Indeed, this is a huge design flaw. You would basically have to police everything that users post on other instances as well. Do you even have moderation tools for this?

[-] 0x4E4F@lemmy.fmhy.ml 2 points 11 months ago* (last edited 11 months ago)

Yeah, you're right... but I think the problem is, the login info... but, than again, how could it store copies of my post, but not images.

In any case, I do agree that this is something that should be looked into and discussed in length.

[-] average650@lemmy.world 1 points 11 months ago

I don't see why the login info is an issue, and storing a copy of a post wirh just a link to an image makes sense.

[-] 0x4E4F@lemmy.fmhy.ml 4 points 11 months ago* (last edited 11 months ago)

I really have no idea how other instances actually confirm that you're posting from another instance, not just emulating that you're a user on another instance. That might be a part of ActivityPub, but I haven't looked at code, wouldn't know.

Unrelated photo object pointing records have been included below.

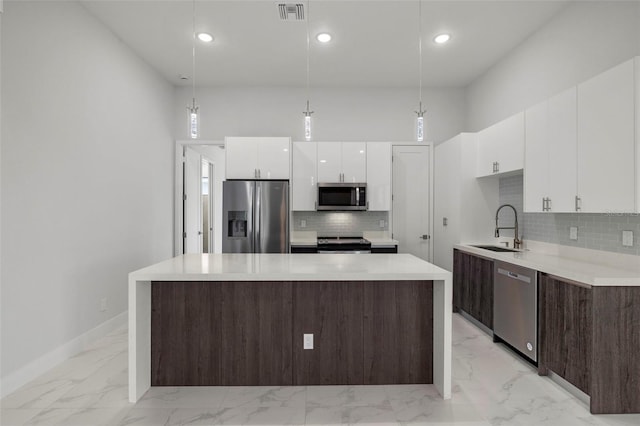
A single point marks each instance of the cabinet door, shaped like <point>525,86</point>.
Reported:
<point>487,139</point>
<point>329,161</point>
<point>480,290</point>
<point>354,161</point>
<point>510,144</point>
<point>565,326</point>
<point>606,141</point>
<point>379,183</point>
<point>305,190</point>
<point>241,158</point>
<point>332,312</point>
<point>274,158</point>
<point>536,159</point>
<point>563,140</point>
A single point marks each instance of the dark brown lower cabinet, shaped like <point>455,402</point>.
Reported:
<point>398,332</point>
<point>251,333</point>
<point>221,333</point>
<point>564,330</point>
<point>332,312</point>
<point>590,337</point>
<point>473,286</point>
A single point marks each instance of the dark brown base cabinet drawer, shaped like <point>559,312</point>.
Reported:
<point>590,336</point>
<point>304,249</point>
<point>473,286</point>
<point>390,249</point>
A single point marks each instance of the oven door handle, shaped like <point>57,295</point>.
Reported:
<point>344,251</point>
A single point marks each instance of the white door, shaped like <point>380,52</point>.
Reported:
<point>411,199</point>
<point>192,203</point>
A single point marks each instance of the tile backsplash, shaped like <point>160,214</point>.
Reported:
<point>340,223</point>
<point>596,231</point>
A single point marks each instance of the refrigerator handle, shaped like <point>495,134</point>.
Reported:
<point>257,219</point>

[-] your@sh.itjust.works 3 points 11 months ago

This is part of the ActivityPub protocol, but I haven't looked into it enough to know how it's defined.

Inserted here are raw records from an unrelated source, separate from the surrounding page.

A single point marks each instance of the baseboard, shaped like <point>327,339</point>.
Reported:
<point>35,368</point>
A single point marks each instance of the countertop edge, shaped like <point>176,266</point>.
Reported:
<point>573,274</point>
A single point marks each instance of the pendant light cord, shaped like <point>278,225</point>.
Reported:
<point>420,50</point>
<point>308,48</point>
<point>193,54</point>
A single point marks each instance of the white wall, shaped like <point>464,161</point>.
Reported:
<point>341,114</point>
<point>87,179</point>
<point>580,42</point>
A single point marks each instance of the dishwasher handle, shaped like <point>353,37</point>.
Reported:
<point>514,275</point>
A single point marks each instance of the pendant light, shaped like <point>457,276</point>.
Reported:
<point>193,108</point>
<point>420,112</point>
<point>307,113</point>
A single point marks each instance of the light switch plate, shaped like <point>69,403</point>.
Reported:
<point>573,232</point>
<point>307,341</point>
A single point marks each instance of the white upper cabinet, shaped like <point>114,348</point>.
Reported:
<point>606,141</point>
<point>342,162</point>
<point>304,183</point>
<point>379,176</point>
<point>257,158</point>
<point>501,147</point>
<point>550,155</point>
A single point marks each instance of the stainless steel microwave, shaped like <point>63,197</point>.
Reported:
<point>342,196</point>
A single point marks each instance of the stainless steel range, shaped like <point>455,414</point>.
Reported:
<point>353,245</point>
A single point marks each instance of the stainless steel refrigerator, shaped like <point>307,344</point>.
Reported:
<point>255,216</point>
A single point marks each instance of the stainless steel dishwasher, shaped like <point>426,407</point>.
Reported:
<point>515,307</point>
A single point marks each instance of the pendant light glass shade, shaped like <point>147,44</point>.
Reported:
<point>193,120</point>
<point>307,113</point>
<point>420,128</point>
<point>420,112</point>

[-] wheeldawg@sh.itjust.works 4 points 11 months ago

Huh. Well that just makes no sense structurally. Thanks for pointing it out though.

How does this thing work at all? You would expect it to all be hosted to the site the community is hosted on. So now when a comment thread is fetched, it has to go to all these other servers for every single comment from another instance. This is actually mind-boggling.

Does anyone have an ELI5 for why it's done this way?

[-] imaqtpie@sh.itjust.works 5 points 11 months ago* (last edited 11 months ago)

https://lemmy.world/comment/20357

Breaking out old reliable. This comment has taught many Lemmings in its time

[-] 0x4E4F@lemmy.fmhy.ml 5 points 11 months ago

Actually, the post content is saved on the instance where the post is posted as well. That post is called a copy, the original resides on the poster's originating instance. But, not the media, no, that resides on the instance where the poster resgistered.

[-] sugar_in_your_tea@sh.itjust.works 3 points 11 months ago

Basically everything goes through your instance. If you make a post, it goes to the copy of the community that's on your instance. Likewise if you comment. If you join a community, your instance starts listening for changes and stores those on the instance.

That way if another instance goes down, you still have a copy of all of the content there that someone on your instance is interested in. So that way pretty much everything is backed up.

I personally think we can do better, but it's an easy enough system that all but guarantees that content doesn't disappear. You could even set up an instance that never deletes anything if you want to make sure you don't lose any data.